Member of the British Columbia Legislative Assembly for Burnaby-Edmonds
- In office October 22, 1986 – October 17, 1991
- Preceded by: Rosemary Brown
- Succeeded by: Fred G. Randall

Personal details
- Born: July 20, 1939 Vancouver, British Columbia
- Died: April 12, 2021 (aged 81)
- Party: Conservative Social Credit
- Occupation: Chartered accountant

= David Mercier =

Canadian politician (1939–2021)

David Maurice Mercier (July 20, 1939 – April 12, 2021) was a Canadian politician. He served in the Legislative Assembly of British Columbia from 1986 to 1991, as a Social Credit member for the constituency of Burnaby-Edmonds. In 1991, he served several months as British Columbia's Minister of Environment. He was a chartered accountant. Mercier was mayor of Burnaby, British Columbia from 1979 to 1981. He previously ran unsuccessfully in Burnaby-Edmonds in the 1966 provincial election as a Liberal candidate and in Burnaby-Willingdon in the 1972 provincial election as a Social Credit candidate.

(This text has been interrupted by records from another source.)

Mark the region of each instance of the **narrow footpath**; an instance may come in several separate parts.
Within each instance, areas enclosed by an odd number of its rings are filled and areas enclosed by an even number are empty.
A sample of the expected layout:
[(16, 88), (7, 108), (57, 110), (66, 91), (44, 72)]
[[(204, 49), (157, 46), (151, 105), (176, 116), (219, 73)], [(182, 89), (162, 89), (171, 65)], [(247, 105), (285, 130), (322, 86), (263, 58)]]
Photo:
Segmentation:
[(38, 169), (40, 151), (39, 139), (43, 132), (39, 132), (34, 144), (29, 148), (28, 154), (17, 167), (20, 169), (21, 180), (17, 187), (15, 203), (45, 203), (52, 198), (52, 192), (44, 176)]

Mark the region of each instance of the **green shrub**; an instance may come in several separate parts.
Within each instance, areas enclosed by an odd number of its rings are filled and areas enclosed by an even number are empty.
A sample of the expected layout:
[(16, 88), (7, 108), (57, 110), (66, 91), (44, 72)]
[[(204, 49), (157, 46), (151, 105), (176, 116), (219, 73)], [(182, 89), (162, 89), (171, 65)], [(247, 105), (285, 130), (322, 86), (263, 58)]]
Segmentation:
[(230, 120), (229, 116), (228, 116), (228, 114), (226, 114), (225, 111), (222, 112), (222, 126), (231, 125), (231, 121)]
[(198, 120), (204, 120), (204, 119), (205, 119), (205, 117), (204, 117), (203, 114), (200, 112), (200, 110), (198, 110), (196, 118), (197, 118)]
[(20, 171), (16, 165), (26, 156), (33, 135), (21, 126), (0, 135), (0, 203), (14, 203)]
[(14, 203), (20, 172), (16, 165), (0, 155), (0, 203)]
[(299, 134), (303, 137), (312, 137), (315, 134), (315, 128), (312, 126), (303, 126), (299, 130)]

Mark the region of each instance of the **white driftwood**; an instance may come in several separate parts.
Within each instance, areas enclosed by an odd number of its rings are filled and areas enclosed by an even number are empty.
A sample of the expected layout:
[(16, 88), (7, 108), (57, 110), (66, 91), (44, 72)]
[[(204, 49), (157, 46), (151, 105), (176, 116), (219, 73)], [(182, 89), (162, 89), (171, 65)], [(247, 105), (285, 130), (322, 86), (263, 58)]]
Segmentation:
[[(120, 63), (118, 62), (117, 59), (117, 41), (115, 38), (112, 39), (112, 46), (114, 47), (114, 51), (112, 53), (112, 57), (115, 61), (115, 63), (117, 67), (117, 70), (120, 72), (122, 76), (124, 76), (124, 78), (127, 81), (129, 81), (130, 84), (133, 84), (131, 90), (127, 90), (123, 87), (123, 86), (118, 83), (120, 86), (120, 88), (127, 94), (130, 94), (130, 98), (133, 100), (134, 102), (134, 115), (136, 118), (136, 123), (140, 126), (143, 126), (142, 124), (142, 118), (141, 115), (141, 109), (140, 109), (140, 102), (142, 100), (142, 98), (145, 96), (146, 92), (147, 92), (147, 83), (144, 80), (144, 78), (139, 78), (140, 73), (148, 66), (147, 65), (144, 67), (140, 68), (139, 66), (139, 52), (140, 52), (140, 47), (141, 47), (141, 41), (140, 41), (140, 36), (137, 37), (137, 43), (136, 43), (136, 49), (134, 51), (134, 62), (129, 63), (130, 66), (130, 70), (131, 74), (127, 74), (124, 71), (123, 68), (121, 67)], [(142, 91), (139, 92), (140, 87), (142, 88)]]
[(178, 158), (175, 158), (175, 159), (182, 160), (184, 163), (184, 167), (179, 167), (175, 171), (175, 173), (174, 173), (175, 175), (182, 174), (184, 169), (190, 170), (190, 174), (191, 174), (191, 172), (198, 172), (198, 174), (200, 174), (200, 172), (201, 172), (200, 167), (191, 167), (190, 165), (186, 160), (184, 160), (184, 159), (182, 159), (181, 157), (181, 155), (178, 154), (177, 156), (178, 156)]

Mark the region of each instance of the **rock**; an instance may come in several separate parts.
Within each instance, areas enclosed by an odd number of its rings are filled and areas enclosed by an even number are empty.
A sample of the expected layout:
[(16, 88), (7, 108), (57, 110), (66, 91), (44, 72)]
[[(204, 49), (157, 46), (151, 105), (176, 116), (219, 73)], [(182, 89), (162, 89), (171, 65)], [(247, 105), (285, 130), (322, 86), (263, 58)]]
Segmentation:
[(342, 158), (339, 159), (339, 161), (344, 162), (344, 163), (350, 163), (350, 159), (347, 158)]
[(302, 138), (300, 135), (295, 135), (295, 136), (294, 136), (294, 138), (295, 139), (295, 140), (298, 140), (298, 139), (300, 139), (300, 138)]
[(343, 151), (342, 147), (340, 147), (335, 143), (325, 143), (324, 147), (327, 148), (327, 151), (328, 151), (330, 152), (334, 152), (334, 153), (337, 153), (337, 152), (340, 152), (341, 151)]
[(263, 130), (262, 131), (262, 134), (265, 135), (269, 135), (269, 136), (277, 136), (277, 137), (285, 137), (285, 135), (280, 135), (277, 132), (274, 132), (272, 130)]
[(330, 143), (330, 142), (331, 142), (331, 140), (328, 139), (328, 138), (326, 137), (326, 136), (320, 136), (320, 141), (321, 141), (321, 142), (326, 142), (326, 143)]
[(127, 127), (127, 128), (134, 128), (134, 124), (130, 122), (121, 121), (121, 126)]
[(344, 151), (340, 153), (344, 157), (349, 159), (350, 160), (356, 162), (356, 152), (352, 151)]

On October 3, 1989, Mercier and three colleagues — Graham Bruce, Duane Delton Crandall, and Doug Mowat — quit the governing Social Credit caucus to sit as "Independent Social Credit" members. In a joint statement, the four stressed that they "in no way desire[d] the fall of our government", but wished to spur an "open and realistic assessment" of Bill Vander Zalm's continued leadership. Mercier returned the Socred caucus on February 14, 1990, alongside Bruce and Mowat (Crandall had already rejoined caucus in January). Mercier explained his move by saying his concerns about Vander Zalm's leadership and re-election chances had been addressed.

He was the leader of the British Columbia Conservative Party between 1997 until 2001. Mercier died in 2021 from complications of Parkinson's disease.